Because Canadian corporate law, jurisprudence and accepted standards of governance are so similar to those in the United States, the Disney decision will be of interest to directors of Canadian corporations. However, there are substantive differences between Canadian and U.S. law that must be kept in mind in applying the Disney decision in a Canadian context:

  • Under U.S. corporate law, the duty of care is part of the fiduciary duty. Canadian corporate law imposes two duties on directors and officers – the fiduciary duty (the duty to act honestly and in good faith, with a view to the best interests of the corporation) and the duty of care (the duty to exercise the care, diligence and skill that a reasonably prudent person would exercise in comparable circumstances). It is in part this difference in approach that has led the U.S. courts to the view that directors may have a fiduciary duty to creditors when the corporation is "in the vicinity of insolvency", while Canadian law (as recently articulated by the Supreme Court of Canada in the Peoples decision) takes the position that no such duty is owed by Canadian directors to the corporation's creditors.
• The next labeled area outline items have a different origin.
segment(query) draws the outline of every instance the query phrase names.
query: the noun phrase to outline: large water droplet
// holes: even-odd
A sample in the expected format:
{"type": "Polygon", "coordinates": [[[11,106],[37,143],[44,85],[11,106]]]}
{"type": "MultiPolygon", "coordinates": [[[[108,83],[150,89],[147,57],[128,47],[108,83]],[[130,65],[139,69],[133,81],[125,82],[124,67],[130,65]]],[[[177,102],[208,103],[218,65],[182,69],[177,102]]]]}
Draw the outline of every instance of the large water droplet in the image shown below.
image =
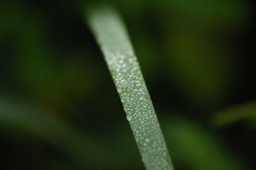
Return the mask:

  • Disney, like many other Delaware corporations, had in its articles an "exculpation clause" for its directors and officers. The Delaware corporate statute was amended in response to the Smith v. Van Gorkom decision to allow corporations to limit the liability of their directors and officers in situations which in Canada would essentially amount to a breach of the duty of care. It may not extend to breaches of loyalty or good faith or to transactions from which the director derived a personal benefit. Most Canadian corporate statutes specifically prohibit such exculpation clauses in a corporation's articles.
  • The Canadian business judgment rule is different from the American business judgment rule discussed in the decision. In the United States, there is a presumption that directors' decisions have been made on an informed basis, in good faith and with the honest belief that the action taken was in the best interests of the company. To overcome this presumption, a plaintiff must show not only that the director failed to exercise his or her fiduciary duty (including the duty of care), but that the director was "grossly negligent" in failing to do so. In other words, the onus is on the plaintiff to rebut the presumption that the directors acted properly. This is different from the approach taken by Canadian courts, which do not assume that the directors behaved appropriately, but instead review the processes followed by the directors in reaching their decision to determine whether those processes were in fact appropriate. An interesting contrast can be drawn between the Disney decision and the 2002 decision in UPM-Kymmene Corp. v. UPM-Kymmene Miramichi Inc. often referred to as the "Repap" decision. In that decision an Ontario court found that the compensation committee of Repap Enterprises Ltd. had completely abandoned its oversight responsibilities in connection with an employment contract with Repap. The Court held that the directors had breached their duty of care, but not their fiduciary duty. Whether a Canadian court would be prepared to consider an action in a situation similar to Disney or Repap as a breach of fiduciary duty remains an open question.
  • Notwithstanding the differences in Canadian law, the decision in Disney is a milestone in the development of U.S. law dealing with directors' duties that will be considered and referred to both in Canadian courtrooms and in Canadian boardrooms.

    1 In re The Walt Disney Company, 2005 Del. Ch. Lexis 113.